Sabah Attila İlhan'ın mezarını gördüm. O kadar zamandır gidip geldiğim yol hiç dikkatimi çekmemişti. Mezar isimlerini okumak çok hoşlandığım bir şey değildir çoğu zaman başımı çeviririm. Ama bundan iki ay önce öylesine gözüme takıldı. Aaa dedim burada mı yatıyormuş. Bahsettiğim yer Aşiyan Mezarlığı, İstanbul'daki en güzel mezarlıklardan biri. O günden sonra bir daha gözüme çarpmamıştı. Bugün o kadar net görene kadar.
Sonra Victor Hugo'nun mezarı aklıma geldi. Gençlik kampı için Fransa'nın orta bölgesindeki Vichy'e gidecektim.
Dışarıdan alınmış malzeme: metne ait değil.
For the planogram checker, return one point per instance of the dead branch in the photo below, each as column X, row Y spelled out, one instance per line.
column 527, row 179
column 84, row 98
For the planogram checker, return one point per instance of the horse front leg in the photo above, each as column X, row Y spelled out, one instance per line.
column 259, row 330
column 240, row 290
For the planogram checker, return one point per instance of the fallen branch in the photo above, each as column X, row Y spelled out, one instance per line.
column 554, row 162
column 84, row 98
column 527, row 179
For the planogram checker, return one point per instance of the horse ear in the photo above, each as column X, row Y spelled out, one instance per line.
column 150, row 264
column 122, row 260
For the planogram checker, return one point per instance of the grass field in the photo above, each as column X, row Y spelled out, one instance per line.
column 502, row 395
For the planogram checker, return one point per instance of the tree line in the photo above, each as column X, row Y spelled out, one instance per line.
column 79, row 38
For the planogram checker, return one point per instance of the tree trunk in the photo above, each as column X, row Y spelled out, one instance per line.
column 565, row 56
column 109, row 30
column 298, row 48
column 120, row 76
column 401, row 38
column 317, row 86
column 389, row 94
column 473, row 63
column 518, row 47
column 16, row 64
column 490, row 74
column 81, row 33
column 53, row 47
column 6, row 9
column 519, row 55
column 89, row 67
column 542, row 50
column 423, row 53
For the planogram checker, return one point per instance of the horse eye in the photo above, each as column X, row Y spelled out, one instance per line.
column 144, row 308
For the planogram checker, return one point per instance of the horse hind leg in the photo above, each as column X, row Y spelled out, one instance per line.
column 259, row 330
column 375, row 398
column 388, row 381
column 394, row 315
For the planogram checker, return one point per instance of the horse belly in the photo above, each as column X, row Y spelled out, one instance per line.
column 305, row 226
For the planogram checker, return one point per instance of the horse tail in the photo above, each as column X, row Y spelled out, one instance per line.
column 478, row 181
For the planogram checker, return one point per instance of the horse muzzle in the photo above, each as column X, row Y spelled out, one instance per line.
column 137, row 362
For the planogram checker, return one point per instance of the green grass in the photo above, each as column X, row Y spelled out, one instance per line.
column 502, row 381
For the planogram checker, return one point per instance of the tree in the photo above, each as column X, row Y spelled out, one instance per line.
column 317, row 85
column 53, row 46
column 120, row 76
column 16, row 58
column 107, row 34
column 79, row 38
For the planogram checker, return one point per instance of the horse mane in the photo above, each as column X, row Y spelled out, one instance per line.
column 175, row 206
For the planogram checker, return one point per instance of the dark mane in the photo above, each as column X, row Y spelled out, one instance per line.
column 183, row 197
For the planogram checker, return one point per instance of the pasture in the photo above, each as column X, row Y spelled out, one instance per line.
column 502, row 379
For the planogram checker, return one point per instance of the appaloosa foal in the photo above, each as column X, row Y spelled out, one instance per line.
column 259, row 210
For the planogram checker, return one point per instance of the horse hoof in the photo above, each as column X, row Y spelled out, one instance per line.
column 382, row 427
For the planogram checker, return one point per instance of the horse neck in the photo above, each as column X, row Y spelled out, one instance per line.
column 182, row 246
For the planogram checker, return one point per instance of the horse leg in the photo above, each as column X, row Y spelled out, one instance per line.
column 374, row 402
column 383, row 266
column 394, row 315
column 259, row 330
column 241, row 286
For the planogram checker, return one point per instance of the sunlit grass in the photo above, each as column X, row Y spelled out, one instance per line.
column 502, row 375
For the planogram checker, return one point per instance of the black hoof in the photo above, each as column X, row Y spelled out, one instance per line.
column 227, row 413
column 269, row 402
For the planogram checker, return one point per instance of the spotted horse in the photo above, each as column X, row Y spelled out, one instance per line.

Gitmeden önce ve sonra Paris'te gezmek için kendime zaman ayırmıştım. Şimdi düşününce nasıl cesaretle o işleri halletmişim inanın hiç bilmiyorum. Yani gidişim dönüşüm tam maceraydı. Neyse benim Paris'i gezmem akıllara zarar bir gezmeydi. Elimde harita gitmediğim yeri kalmamıştı o yüzden dönüş uçağını beklerken ayaklarımın zonklamasından başka bir şey hatırlamıyorum. Neyse şuursuzca gezmelerim beni Victor Hugo'nun kabrinin bulunduğu yere bile götürmüştü. 10 yıl olmuş gideli. Ne yazık ki her şey çok net değil. Ve de fotoğraf makinamın azizliği nedeniyle fazla görsel anım da yok. Ama ne akla hizmet gitmişim mezarlıklar arasında gezinmiş Victor Hugo'nunkine rastlamışım bilmiyorum. Ancak benim gibi mezarlık fobisi olan bir insanı bile yalnız başına Paris'in o tarihi mezarlığına sokmuş ise nasıl görkemli ve can alıcı bir yer olduğunu siz tahmin edin. Bizim en görkemli mezarlığımız ise Aşiyan. Bana göre tabii. Sevgili anneannem ve dedeciğim küçük yalı mezarlığında yatıyor. Anneanneciğimi 2000 yılında defin ederken cambazlık yaparak ulaşmıştık mezarına başka mezarlara ne yazık ki basa basa. Yaşayanımıza saygımız var mı ki de ölümüze olacak değil mi?
1 yorum:
atilla ilhan degil, dogrusu aTTila ilhan olacak.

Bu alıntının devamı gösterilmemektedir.